Und so ist man bei diesem Buch baff von der technischen Meisterschaft Pynchons, aber man ist nicht mitgenommen. Vielleicht reicht mein Horizont nicht aus, aber nichts an dem Buch nimmt mich als Leser mit. Die Abenteuergeschichten sind nicht abenteuerlich genug, die Anarchisten nicht anarchisch genug, die Spionagegeschichten erwecken keine Freude am miträstseln, dass Wissenschaftliche, dass immer ins Absurde geht, ist eine nette Gedankenübung und doch nicht mehr, und die Rachegeschichte, sie nimmt zwar unerwartete Wendungen, bleibt aber durch ihre zeitliche Irrelevanz ohne große Bedeutung für das Werk, außer, dass sie eine der wenigen roten Fäden des Werkes ist.
Die ersten 1000 Seiten baut Pynchon dabei sein Werk in die Breite, auf den letzten 600 knotet er die Fäden zusammen und führt seine vielen Stränge - wieder solide konstruiert - zusammen. Und doch. Bei all der technischen Meisterschaft lässt es einen furchtbar kalt.
Nicht umsonst habe ich das Buch 13 Jahre im Schrank gehabt und vier Anläufe gebraucht, um mich dem Buch endlich ganz zu widmen. 1596 Seiten im Deutschen, übrigens hervorragend übersetzt und lektoriert, sind dann doch Arbeit.

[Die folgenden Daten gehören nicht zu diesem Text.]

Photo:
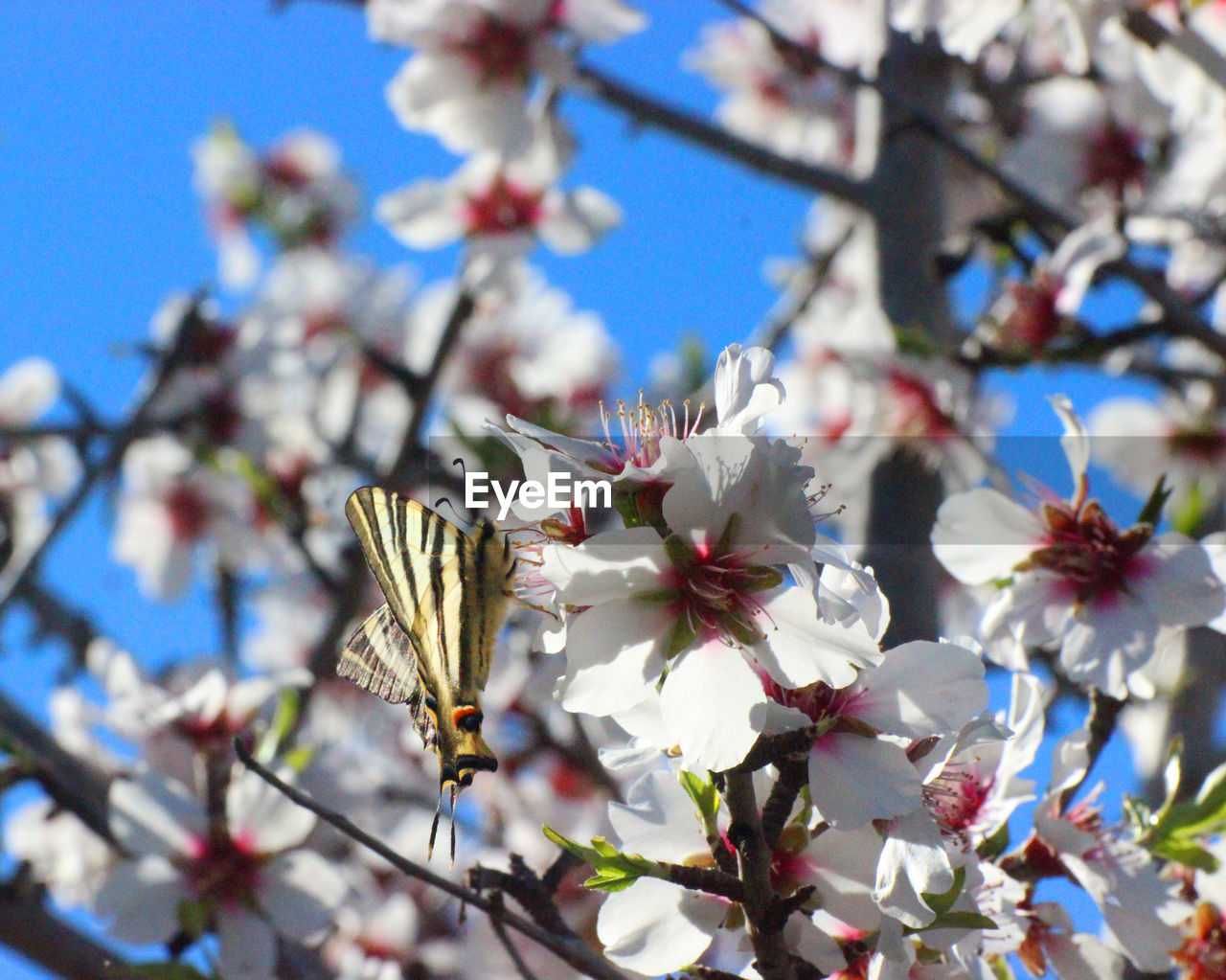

Und so kann ich teilen, was die großen Rezensenten aller Welt sagen. Es ist auf seine Art und Weise ein konstruktives Meisterwerk. Es ist wie eine Konstruktionszeichnung, eine wilde und irgendwie liebevoll konstruierte Blaupause, doch es kommt nicht darüber hinaus. Und so ist es leider das langweiligste Meisterwerk, was ich je gelesen habe.